Alors si le temps manque, à qui la faute ?
Ecouter Schubert ne rendra pas sa maison aux expropriés de Cleveland, et à tous les autres volés par le capitalisme sauvage. Pas plus que la vie ne sera rendue aux assassinés de Mao et Pol Pot, Staline, Napoléon, Hitler et tous les autres bourreaux de la terre.
C’est un autre sujet. Ainsi, pourquoi l’homme crée t-il des choses plaisantes alors qu’il pourrait se contenter de travailler pour survivre ?
Dîtes nous Jacques, il fera quoi l’homme quand il n’aura plus besoin de travailler ?
Orélie : oui et non… il me semble que l’environnement de l’être humain change sans arrêt, donc le terrain de jeu de sa Condition Humaine aussi, non ?
Armand : le rapport de l’Homme moderne au Temps est une grosse question, question qui permet à mon avis de balayer bon nombre de problèmes contemporains. J’y réfléchis beaucoup, et surtout observe quotidiennement les ravages sociétaux du "plus pouvoir/vouloir attendre".
Voir aussi la contradiction d’un monde qui est de plus en plus peuplé, mais où l’on sent en parallèle une montée écrasante du sentiment de Solitude chez une nombre important d’individus, de tous âges, j’insiste sur ce dernier point.
Laurent : à vouloir reculer constamment l’échéance, ne privilégierait on pas bêtement le quantitatif au qualitatif ?
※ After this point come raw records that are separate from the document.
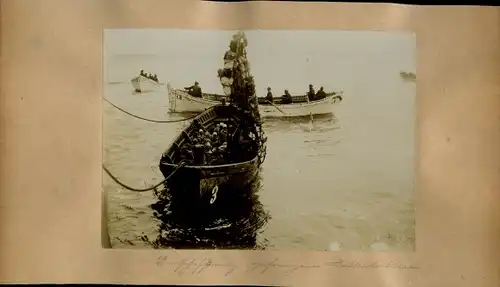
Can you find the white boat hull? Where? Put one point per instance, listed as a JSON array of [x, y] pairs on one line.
[[142, 84], [180, 101]]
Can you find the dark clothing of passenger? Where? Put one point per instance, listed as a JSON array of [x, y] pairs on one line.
[[286, 98], [269, 96], [320, 95], [311, 94], [194, 91]]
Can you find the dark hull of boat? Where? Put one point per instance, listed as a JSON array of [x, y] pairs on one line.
[[207, 184]]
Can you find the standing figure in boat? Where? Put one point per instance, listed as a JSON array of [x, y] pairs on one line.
[[269, 96], [311, 94], [286, 98], [195, 90], [320, 94], [239, 87]]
Diogène de Sinope, reviens !
Million dollar baby
A Nicolas, ah Schubert….Indispensable..
Mort à peine à 30 ans, pourtant quand on voit sa production artistique, il a dû vivre un siècle. Comment est-ce possible ? Et Wolfgang idem
Nicolas, d’une certaine façon on peut répondre oui à cette question. Mais ce n’est pas si simple. Intervenir chez une patiente de 90 ans passés en lui offrant une chirurgie lourde (et coûteuse) ce n’est pas lui offrir la vie éternelle pour autant.
La justification médcale devait être : madame X a une excellente qualité de vie malgré ou en dépit de son grand âge. Le remplacement de la valve mitrale l’améliorera encore considérablement.
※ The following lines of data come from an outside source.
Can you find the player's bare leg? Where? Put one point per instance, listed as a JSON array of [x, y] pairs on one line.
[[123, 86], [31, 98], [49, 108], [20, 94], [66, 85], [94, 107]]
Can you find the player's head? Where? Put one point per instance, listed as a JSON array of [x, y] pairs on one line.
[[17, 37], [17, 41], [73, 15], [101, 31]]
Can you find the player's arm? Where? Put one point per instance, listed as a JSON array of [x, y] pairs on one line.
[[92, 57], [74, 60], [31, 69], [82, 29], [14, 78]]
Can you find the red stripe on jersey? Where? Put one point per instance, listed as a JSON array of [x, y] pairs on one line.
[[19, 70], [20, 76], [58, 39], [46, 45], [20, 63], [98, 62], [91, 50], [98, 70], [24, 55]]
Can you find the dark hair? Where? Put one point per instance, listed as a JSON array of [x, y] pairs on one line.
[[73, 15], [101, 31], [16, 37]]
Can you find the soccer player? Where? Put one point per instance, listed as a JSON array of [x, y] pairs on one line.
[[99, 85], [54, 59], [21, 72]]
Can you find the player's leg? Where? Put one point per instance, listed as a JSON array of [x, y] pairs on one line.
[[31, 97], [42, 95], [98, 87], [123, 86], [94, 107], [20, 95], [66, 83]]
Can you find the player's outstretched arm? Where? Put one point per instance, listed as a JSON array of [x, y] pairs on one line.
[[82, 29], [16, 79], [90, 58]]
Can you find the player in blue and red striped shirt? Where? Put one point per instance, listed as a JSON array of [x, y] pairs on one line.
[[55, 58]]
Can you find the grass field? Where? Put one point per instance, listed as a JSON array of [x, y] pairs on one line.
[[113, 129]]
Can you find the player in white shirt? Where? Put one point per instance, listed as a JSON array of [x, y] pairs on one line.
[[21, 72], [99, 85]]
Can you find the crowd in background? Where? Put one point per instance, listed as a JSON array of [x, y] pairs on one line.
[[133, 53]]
Nous sommes dans une logique de garagiste qui répare un véhicule "de collection" pour faire plaisir à un propriétaire qui peut se le permettre. La société paie, le chirurgien remplace. Le bonus est : quand ce jeune chirurgien devra opérer une personne jeune, il sera rôdé.
Aussi, je reste totalement convaincu que cette femme a été opérée parce que c’était une opportunité pour un jeune chirurgien de se faire la main (pardon pour la trivialité de l’expression usitée).
Quid des fameux dommages collatéraux ? Six mois après l’intervention, la patiente est sous anti-dépresseur, choquée qu’elle est toujours, de la réalité post-opératoire vécue à son réveil…
Bonjour la qualité de vie désormais !
A propos du King Arthur (Rubinstein), il disait à quelques mots près ceci :
"Comment ne pas penser quotidiennement à la mort, je suis habillé comme un croque-mort installé devant un corbillard".